1Escuchad esto, casa de Jacob, los que lleváis el nombre de Israel,
los salidos de las entrañas de Judá,
los que juran por el Nombre del Señor
e invocáis al Dios de Israel,
pero sin fidelidad y sin justicia;2pues toman el nombre de la ciudad santa
y se apoyan en el Dios de Israel,
cuyo Nombre es el Señor de los ejércitos.3Yo anuncié los sucesos pasados desde entonces,
de mi boca salieron
y los hice oír;
los llevé a cabo de pronto y acaecieron.4Sabía que tú eres terco,
que tu cerviz es barra de hierro,
y tu frente de bronce.5Te lo anuncié entonces de antemano,
te lo hice oír antes que llegase,
para que no dijeras: «Mi ídolo ha realizado estas cosas,
mi estatua tallada, mi imagen fundida las han ordenado».6Has oído.
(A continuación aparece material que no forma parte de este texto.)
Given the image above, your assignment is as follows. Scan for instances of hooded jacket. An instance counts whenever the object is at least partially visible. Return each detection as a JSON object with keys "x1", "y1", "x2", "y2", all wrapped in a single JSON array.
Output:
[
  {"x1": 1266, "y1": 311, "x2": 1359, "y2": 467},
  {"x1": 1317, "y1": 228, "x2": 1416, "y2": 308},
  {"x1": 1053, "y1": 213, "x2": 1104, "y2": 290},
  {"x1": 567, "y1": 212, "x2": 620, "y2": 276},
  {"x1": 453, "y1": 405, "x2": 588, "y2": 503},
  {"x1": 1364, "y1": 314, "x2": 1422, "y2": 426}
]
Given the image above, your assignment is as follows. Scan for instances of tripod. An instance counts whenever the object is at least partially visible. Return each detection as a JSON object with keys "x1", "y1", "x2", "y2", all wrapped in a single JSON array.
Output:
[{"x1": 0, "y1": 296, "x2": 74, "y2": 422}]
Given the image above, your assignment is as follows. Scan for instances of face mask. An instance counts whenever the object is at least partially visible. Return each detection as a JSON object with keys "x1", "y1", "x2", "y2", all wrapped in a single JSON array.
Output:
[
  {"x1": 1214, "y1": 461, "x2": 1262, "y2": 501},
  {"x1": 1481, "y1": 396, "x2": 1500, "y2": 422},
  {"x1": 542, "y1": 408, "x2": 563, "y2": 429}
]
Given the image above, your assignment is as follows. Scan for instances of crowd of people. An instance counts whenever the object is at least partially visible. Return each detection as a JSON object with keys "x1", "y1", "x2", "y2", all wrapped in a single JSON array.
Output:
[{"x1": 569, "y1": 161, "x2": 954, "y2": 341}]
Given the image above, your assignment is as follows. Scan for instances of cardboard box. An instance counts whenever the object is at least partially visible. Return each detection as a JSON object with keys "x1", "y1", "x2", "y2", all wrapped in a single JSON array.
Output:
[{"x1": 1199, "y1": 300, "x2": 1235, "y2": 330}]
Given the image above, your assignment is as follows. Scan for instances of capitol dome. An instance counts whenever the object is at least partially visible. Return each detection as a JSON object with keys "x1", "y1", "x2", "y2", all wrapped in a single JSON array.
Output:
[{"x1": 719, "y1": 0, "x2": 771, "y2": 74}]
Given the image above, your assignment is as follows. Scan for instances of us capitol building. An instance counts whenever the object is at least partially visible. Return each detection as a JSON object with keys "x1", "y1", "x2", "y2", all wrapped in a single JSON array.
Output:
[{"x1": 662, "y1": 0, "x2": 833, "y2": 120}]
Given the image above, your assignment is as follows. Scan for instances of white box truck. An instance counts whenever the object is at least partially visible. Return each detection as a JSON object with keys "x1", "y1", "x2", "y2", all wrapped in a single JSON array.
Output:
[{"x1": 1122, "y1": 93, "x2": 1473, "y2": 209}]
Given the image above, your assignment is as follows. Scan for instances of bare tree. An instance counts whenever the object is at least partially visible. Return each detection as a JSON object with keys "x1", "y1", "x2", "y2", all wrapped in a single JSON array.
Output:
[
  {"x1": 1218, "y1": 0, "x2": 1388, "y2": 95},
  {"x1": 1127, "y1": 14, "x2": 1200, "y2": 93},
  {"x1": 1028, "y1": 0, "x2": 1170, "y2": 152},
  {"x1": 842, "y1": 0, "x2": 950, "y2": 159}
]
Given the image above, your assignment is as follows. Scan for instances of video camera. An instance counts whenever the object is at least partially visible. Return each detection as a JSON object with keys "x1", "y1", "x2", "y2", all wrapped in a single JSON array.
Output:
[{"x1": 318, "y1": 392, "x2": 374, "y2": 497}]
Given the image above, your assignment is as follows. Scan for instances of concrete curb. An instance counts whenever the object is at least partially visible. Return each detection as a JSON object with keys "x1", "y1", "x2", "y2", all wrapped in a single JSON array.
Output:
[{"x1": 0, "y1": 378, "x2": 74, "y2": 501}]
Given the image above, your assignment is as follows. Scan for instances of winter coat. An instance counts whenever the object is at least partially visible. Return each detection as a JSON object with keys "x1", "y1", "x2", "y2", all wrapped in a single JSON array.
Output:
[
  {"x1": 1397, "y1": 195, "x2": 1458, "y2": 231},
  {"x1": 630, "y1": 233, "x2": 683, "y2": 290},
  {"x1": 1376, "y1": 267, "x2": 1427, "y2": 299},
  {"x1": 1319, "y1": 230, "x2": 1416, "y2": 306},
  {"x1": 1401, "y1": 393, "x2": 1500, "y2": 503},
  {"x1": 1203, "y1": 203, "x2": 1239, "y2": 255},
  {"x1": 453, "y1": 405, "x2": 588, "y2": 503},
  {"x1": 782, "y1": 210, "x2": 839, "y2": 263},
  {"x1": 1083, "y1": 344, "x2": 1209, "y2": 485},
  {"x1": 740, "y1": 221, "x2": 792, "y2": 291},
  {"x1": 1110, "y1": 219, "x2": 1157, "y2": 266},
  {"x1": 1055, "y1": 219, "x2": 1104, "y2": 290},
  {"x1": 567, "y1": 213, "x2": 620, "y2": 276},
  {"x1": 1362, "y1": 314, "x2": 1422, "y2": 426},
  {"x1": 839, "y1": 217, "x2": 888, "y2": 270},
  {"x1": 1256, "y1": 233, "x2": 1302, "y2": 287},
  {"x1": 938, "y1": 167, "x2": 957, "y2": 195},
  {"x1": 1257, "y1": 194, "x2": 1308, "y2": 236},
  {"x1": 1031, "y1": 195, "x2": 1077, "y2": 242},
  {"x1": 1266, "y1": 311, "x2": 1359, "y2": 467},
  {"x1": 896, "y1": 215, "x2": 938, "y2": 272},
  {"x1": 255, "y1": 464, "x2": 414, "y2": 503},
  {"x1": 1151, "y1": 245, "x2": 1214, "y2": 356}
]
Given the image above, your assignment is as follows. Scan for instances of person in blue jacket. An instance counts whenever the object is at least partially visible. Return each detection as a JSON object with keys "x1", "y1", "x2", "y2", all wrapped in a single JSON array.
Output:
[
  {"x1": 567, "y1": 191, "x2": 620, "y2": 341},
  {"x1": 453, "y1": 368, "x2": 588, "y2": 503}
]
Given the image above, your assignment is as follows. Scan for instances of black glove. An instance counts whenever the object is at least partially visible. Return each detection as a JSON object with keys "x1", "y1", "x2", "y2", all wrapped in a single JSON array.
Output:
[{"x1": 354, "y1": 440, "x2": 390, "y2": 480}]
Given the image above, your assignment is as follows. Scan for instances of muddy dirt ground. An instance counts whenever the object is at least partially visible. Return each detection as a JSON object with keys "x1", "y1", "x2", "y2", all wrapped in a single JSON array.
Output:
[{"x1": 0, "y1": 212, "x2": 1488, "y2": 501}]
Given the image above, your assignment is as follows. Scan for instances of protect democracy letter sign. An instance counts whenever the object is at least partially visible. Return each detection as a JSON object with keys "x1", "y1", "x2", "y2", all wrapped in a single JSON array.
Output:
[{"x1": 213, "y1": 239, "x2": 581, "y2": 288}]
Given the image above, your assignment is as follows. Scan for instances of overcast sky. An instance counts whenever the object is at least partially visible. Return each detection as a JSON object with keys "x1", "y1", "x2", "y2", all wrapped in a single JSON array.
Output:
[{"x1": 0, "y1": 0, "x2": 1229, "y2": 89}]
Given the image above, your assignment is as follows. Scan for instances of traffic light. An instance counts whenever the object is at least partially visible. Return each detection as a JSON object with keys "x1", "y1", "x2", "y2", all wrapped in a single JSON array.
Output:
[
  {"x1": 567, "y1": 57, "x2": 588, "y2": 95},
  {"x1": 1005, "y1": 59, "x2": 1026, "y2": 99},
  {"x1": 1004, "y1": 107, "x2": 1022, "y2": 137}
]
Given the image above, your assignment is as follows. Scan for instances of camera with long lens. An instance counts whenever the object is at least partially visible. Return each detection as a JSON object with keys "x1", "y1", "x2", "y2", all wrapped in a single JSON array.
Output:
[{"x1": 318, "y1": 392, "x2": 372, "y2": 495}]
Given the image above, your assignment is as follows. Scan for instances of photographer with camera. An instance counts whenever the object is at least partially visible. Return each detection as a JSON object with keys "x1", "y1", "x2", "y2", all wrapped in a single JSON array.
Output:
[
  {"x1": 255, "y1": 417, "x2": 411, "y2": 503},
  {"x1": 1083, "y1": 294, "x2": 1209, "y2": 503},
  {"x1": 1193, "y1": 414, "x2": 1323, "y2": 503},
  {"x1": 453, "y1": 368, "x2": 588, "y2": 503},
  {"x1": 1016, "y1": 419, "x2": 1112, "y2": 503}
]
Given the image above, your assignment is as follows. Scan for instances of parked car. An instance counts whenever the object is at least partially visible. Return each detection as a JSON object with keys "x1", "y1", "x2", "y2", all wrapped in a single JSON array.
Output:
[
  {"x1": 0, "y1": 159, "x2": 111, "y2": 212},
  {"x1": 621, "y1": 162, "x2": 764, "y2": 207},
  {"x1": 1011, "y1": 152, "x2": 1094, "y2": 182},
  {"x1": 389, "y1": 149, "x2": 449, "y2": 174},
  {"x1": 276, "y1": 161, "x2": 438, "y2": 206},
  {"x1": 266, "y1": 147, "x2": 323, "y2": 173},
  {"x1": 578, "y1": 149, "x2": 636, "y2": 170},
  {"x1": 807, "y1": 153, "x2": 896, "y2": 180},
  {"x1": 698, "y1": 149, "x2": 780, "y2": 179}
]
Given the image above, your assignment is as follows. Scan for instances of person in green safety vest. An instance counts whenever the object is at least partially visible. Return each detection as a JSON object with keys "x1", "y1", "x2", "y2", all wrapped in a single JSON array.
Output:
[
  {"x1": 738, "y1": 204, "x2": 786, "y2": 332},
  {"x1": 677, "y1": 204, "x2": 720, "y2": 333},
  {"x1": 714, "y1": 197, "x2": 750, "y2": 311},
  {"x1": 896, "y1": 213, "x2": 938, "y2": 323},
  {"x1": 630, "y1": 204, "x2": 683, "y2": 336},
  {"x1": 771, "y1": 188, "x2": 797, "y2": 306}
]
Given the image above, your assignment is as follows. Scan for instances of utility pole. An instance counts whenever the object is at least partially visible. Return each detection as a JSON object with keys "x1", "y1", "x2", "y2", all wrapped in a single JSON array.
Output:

Mira todo esto:
¿es que no queréis anunciarlo?
Desde ahora te hago oír cosas nuevas,
y cosas ocultas que no sabes.7Ahora son creadas, no antiguamente,
y antes de hoy no las oíste,
para que no puedas decir: «Ya las conocía».8Ni las habías oído, ni sabido,
ni antes había sido abierto tu oído,
porque Yo sé lo muy desleal que eres,
y que te llaman rebelde desde el vientre materno.9Por mi Nombre aplazo mi ira,
y por mi honor me contengo contra ti,
para no exterminarte.10Mira que te he acrisolado, pero no como a la plata;
te he probado en el crisol de la aflicción.11Por Mí, por Mí lo hago.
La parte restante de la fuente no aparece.